Your mission, should you choose to accept it, is to plot a bar graph of NHL statistics contained in the `'./rangers.csv'` file.  The `x-axis` will be a list of all the New York Rangers players from last season.  The `y-axis` should be a list of each player's respective point total from last season.

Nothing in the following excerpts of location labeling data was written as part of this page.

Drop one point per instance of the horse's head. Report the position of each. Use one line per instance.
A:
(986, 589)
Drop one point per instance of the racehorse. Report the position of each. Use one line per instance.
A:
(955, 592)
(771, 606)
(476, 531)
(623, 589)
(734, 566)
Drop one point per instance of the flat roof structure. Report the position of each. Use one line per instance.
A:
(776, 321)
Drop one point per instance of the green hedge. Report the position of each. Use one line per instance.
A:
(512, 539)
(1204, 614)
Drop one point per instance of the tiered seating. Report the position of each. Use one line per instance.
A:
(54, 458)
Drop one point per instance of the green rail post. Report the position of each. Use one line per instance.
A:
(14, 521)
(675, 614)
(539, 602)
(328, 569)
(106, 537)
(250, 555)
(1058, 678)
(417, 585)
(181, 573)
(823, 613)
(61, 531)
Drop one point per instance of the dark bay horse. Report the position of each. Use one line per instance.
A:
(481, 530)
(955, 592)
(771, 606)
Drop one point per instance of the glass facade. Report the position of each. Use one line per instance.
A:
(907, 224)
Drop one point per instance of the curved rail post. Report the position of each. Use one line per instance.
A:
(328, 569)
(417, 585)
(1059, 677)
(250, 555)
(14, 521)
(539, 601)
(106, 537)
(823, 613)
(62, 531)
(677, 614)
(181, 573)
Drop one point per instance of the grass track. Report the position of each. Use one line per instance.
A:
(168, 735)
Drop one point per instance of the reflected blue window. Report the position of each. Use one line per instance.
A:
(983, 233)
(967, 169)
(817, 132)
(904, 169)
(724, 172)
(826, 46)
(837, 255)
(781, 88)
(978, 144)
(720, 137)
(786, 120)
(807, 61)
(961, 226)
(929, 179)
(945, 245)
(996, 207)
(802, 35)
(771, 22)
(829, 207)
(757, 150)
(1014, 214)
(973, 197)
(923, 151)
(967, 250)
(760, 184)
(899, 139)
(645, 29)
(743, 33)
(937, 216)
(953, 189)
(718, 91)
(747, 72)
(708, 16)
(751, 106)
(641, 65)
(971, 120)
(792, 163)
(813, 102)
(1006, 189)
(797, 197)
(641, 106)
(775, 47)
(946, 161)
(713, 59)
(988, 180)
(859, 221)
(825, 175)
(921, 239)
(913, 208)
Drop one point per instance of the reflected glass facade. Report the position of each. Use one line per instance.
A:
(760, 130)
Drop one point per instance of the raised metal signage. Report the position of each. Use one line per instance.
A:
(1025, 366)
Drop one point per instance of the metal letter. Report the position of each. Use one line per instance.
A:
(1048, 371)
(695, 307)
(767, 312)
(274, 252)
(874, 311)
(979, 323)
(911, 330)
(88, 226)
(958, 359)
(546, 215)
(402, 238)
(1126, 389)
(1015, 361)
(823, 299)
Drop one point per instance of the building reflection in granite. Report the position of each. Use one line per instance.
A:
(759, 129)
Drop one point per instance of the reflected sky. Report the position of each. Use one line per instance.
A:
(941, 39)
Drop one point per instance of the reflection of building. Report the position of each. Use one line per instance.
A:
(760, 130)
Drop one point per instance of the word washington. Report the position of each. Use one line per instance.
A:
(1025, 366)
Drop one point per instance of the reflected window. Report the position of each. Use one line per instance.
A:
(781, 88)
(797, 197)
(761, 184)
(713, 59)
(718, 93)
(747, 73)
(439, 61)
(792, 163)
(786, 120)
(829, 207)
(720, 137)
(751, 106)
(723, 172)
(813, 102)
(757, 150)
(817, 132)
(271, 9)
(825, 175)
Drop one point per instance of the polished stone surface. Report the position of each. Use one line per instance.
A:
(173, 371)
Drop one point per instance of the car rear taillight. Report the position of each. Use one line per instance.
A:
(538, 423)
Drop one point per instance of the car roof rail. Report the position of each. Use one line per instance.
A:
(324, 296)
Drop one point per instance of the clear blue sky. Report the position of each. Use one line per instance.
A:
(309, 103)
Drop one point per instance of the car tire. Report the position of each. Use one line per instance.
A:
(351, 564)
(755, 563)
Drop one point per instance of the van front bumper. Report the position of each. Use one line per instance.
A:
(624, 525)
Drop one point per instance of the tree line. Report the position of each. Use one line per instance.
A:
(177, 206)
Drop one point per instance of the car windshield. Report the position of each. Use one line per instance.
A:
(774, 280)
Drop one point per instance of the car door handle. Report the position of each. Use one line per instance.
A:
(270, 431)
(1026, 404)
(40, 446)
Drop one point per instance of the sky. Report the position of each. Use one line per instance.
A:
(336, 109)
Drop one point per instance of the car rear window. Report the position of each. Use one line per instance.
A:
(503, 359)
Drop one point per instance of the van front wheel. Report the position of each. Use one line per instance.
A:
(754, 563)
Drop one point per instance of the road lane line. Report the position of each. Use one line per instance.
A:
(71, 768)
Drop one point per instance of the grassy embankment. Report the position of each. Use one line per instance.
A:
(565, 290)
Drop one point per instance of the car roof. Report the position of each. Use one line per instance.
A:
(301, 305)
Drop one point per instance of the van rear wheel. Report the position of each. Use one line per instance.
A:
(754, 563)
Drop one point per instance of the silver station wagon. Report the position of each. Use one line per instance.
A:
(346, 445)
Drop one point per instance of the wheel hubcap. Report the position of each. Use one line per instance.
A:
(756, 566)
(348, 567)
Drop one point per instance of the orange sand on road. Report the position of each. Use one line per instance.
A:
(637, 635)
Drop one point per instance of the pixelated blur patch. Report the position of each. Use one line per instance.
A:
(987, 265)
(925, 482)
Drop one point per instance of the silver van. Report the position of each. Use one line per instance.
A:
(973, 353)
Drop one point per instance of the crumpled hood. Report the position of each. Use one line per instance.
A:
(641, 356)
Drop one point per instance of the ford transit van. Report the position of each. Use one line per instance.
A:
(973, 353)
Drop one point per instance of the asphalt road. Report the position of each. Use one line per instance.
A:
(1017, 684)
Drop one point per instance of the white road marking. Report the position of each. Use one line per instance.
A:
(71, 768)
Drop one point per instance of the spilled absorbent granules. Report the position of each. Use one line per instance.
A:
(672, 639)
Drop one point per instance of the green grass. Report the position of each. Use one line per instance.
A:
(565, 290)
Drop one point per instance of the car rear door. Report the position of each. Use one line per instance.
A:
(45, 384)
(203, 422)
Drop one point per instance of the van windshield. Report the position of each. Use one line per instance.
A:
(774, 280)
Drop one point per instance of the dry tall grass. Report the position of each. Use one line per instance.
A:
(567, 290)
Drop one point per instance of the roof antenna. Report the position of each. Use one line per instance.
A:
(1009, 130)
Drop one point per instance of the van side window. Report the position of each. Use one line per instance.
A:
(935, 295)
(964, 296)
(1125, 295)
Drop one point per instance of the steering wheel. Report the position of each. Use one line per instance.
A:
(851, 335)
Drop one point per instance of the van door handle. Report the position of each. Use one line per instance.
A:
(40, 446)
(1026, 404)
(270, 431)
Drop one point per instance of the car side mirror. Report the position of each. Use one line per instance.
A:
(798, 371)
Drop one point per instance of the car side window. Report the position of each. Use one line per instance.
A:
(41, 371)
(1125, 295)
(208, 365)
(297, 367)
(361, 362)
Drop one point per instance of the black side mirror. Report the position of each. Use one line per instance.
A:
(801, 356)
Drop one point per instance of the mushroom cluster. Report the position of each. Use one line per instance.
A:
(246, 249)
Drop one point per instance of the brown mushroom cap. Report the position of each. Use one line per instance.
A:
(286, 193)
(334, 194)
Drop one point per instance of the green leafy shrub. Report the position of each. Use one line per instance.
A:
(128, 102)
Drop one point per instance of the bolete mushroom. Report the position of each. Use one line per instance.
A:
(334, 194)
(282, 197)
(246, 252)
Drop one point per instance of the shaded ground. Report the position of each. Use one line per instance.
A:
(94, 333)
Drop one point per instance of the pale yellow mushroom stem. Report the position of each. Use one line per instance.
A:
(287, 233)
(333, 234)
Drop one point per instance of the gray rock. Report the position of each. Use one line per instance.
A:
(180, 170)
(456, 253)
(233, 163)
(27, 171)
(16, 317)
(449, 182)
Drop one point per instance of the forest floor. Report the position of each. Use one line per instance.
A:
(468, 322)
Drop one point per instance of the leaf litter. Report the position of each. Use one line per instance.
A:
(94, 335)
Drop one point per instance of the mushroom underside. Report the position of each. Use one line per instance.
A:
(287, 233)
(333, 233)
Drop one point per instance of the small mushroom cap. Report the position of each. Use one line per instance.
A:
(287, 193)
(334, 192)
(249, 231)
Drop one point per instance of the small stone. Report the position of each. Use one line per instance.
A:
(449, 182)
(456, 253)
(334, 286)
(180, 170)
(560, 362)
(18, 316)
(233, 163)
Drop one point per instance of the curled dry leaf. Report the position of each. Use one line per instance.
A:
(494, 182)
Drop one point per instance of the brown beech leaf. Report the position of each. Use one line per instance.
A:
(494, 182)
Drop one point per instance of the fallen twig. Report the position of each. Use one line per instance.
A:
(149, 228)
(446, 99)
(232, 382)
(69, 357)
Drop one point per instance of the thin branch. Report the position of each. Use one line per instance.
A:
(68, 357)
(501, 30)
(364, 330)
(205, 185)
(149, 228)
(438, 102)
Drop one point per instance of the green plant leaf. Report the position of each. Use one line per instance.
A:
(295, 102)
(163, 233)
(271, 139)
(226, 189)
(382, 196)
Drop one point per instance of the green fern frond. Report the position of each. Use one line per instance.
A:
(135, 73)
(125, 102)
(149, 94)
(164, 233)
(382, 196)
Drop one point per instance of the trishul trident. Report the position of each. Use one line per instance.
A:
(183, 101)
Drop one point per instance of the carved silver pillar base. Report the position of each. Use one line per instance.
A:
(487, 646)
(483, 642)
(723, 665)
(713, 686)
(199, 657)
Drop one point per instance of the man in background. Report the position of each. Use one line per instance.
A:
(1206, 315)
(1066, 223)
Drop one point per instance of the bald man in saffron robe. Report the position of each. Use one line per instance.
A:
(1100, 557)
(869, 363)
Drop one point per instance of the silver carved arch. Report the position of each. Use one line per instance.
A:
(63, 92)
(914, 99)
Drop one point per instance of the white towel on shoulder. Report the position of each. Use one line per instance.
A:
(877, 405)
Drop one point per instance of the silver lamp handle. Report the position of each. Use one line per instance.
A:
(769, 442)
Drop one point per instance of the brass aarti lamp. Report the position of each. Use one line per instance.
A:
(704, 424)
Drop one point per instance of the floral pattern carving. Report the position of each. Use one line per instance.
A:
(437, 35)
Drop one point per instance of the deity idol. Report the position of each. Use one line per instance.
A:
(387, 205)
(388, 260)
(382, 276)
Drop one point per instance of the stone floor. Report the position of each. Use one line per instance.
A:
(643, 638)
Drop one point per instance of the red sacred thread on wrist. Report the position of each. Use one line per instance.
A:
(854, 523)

`rangers_dict` is a dictionary containing all of the relevant information. 

In [24]:
import pandas as pd

In [25]:
pd

<module 'pandas' from '/anaconda3/lib/python3.6/site-packages/pandas/__init__.py'>

In [27]:
rangers_df = pd.read_csv('./rangers.csv')

In [29]:
rangers_dict = rangers_df.to_dict()

In [31]:
rangers_dict.keys()

dict_keys(['Player', 'Season', 'Team', 'Position', 'GP', 'TOI', 'G', 'A', 'P', 'P1', 'P/60', 'P1/60', 'GS', 'GS/60', 'CF', 'CA', 'C+/-', 'CF%', 'Rel CF%', 'GF', 'GA', 'G+/-', 'GF%', 'Rel GF%', 'xGF', 'xGA', 'xG+/-', 'xGF%', 'Rel xGF%', 'iPENT', 'iPEND', 'iP+/-', 'iCF', 'iCF/60', 'ixGF', 'ixGF/60', 'iSh%', 'PDO', 'ZSR', 'TOI%', 'TOI% QoT', 'CF% QoT', 'TOI% QoC', 'CF% QoC'])

In [36]:
players = list(rangers_dict['Player'].values())

In [41]:
points = list(rangers_dict['P'].values())
points

['--',
 '9',
 '22',
 '8',
 '37',
 '4',
 '--',
 '28',
 '3',
 '32',
 '28',
 '5',
 '58',
 '44',
 '23',
 '2',
 '8',
 '52',
 '--',
 '36',
 '47',
 '12',
 '16',
 '14',
 '43',
 '4',
 '34',
 '3',
 '28',
 '40',
 '5',
 '--',
 '1',
 '8',
 '5',
 '48']

In [50]:
cleaned_points = []

for stat in points:
    if stat == '--':
        cleaned_points.append(0)
    else:
        cleaned_points.append(int(stat))
        
cleaned_points

[0,
 9,
 22,
 8,
 37,
 4,
 0,
 28,
 3,
 32,
 28,
 5,
 58,
 44,
 23,
 2,
 8,
 52,
 0,
 36,
 47,
 12,
 16,
 14,
 43,
 4,
 34,
 3,
 28,
 40,
 5,
 0,
 1,
 8,
 5,
 48]

In [37]:
hockey_trace = {'type': 'bar', 'x': players, 'y': points}

In [38]:
plotly.offline.iplot([hockey_trace])

3) Create a **pie chart** of Rangers players and their respective slices of the team's total goals last season.

4) Plot a histogram for the lyrics from the Beatles song "Let It Be". The lyrics are provided for you below:

In [None]:
lyrics = """When I find myself in times of trouble, Mother Mary comes to me
Speaking words of wisdom, let it be
And in my hour of darkness she is standing right in front of me
Speaking words of wisdom, let it be
Let it be, let it be, let it be, let it be
Whisper words of wisdom, let it be
And when the broken hearted people living in the world agree
There will be an answer, let it be
For though they may be parted, there is still a chance that they will see
There will be an answer, let it be
Let it be, let it be, let it be, let it be
There will be an answer, let it be
Let it be, let it be, let it be, let it be
Whisper words of wisdom, let it be
Let it be, let it be, let it be, let it be
Whisper words of wisdom, let it be
And when the night is cloudy there is still a light that shines on me
Shine until tomorrow, let it be
I wake up to the sound of music, Mother Mary comes to me
Speaking words of wisdom, let it be
Let it be, let it be, let it be, yeah, let it be
There will be an answer, let it be
Let it be, let it be, let it be, yeah, let it be
Whisper words of wisdom, let it be
"""

5) Find a set of CSV data that interests you. Make any type of visualization that shows off interesting characteristics of that data.